Un colaborador de Legis.pe, analiza las ofertas electorales de los candidatos presidenciales y las contrasta con nuestro sistema jurídico.

En el reciente debate entre los candidatos supérstites de la primera vuelta a la presidencia de la República, se presentaron algunas propuestas que implementarían en un eventual gobierno, cuyo cariz jurídico reposa en la criba de la duda. Uno de los candidatos, en verdad con muy escasas probabilidades y, con riesgo de no superar la valla electoral, insistió, por ejemplo, en la manida idea de introducir la pena de muerte para los violadores. Además de la indumentaria old fashion que la envuelve, en un mundo crecientemente abolicionista y en el que prevalece cada vez más el Derecho y la jurisprudencia de la Corte Interamericana, supondría una inconveniente denuncia del Pacto de San José. De hecho, en su Opinión Consultiva 14/94, la Corte asumió una posición contraria a la instauración de nuevos supuestos de pena de muerte en el Perú.

Otra propuesta, abrazada por tres o cuatro candidatos, consiste en emplear a las fuerzas armadas para el control de la seguridad ciudadana. Esto solo podría ocurrir en ciertos supuestos y siempre que la capacidad de la policía se vea rebasada en el cumplimiento de ese encargo y en determinadas circunstancias muy precisas, como ha puntualizado el Tribunal Constitucional en lo resuelto en el expediente 00022-2011-PI/TC, en el que precisamente se impugnaban distintas disposiciones del Código de Justicia Militar Policial. En aquella oportunidad, se reafirmó la constitucionalidad de la intervención de las fuerzas armadas en casos muy puntuales y graves como lo son el terrorismo, el tráfico ilícito de drogas y la protección de instalaciones estratégicas para el funcionamiento del país.

Uno de los candidatos sostuvo que se opondrá a la prohibición de la negociación colectiva para trabajadores de empresas públicas que contiene la Ley Servir. En realidad, el Tribunal Constitucional, en el expediente 0003-2013-PI/TC (acumulado con el 0004-2013-PI/TC y el 0023-2013-PI/TC), ya removió esa prohibición en un pronunciamiento –con una vacatio sententiae– sobre la inconstitucionalidad de la Ley del Presupuesto Público, y exhortó al Congreso de la República para que, en la primera legislatura del periodo 2016-2017, apruebe su regulación.

Otro candidato lanzó la tesis de reformar el Poder Judicial y el Ministerio Público. No obstante, lo sugestiva que parece, mientras los mismos, en el marco de su autonomía constitucional, no impulsen este proceso y lo dirijan manifiestamente, desde afuera es poco o nada lo que el Poder Ejecutivo o el Congreso pueden hacer, salvo (quizás esto se quiso decir) que coordinen esos cambios. Precisamente, en los noventa las consecuencias de la “reforma judicial” fueron terribles tanto que se produjo el envilecimiento de estas instituciones. El estupendo retrato de ese atroz proceso, que esperemos nunca se repita, emerge en la novela Grandes Miradas de Alonso Cueto.
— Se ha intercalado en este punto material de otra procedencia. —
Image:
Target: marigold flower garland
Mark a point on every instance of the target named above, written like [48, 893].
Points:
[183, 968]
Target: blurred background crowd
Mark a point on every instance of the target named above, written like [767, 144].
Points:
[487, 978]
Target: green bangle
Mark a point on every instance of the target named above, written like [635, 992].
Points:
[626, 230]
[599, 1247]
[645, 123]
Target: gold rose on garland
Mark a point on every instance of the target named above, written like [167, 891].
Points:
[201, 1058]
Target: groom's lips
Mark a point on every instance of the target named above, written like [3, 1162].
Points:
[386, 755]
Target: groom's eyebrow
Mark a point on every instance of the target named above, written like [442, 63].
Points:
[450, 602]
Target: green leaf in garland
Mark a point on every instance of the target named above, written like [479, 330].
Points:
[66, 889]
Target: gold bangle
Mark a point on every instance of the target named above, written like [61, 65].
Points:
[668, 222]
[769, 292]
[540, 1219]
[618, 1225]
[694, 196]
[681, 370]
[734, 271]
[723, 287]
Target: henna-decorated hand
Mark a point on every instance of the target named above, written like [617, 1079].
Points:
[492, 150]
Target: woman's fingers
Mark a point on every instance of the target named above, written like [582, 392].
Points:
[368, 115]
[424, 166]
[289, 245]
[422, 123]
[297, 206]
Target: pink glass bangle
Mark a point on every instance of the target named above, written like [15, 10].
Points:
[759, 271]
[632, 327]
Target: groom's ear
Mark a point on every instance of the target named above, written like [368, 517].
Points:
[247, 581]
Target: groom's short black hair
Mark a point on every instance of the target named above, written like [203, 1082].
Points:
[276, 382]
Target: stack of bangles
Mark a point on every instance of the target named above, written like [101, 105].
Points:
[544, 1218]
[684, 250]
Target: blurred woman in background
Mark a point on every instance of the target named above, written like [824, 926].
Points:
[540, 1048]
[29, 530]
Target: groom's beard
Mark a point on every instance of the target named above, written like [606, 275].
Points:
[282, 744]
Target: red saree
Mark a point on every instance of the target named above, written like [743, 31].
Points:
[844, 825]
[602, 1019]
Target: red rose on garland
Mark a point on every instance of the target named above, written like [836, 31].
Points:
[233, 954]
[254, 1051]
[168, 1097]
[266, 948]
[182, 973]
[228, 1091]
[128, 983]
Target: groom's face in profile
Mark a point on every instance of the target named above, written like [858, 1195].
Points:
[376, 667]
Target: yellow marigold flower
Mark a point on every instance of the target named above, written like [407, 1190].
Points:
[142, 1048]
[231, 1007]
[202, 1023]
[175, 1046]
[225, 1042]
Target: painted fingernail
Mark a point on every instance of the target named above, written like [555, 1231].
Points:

Dos candidatas fluctuaron entre la postura de derogar sin más la Constitución (llamada simplemente documento, por Alberto Borea Odría) de 1993 y de defenderla a rajatabla sin matices. Ambas posiciones son erradas. Ni la Constitución de 1993 es lo que fue: la interpretación y el empleo de principios la han transformado de modo neurálgico. No es un evangelio del mal tanto que allí descansa la partida de nacimiento de la Defensoría del Pueblo, la justicia comunal, la costumbre como fuente de Derecho y una lista muy completa de derechos fundamentales y sus respectivos instrumentos de tutela. Ni debe considerarse (como ya se ha comprobado hasta el hartazgo) un documento sagrado, intocable y perfecto. Reformas en el plano económico y la justicia electoral, por ejemplo, son apremiantes. Una nueva constitución exigiría un congreso constituyente derivado de un complejo proceso de elección. El congreso ordinario que surgirá de las elecciones que se avecinan puede promover reformas a la Constitución ya existente, pero cabe preguntarse si puede autorizársele a emitir una enteramente nueva. La Constitución de 1993 con un sello presidencialista, conserva, por otro lado, una importancia práctica: concede amplias atribuciones al jefe de Estado. Crucial sobre todo si se cuenta con un congreso adverso o con una mayoría precaria. Ningún presidente, desde Valentín Paniagua a Ollanta Humala, pasando por Alejandro Toledo y Alan García, no obstante que anunciaron una nueva carta política o la resurrección de la carta de 1979, lo hizo. Encajaba perfectamente con la banda presidencial.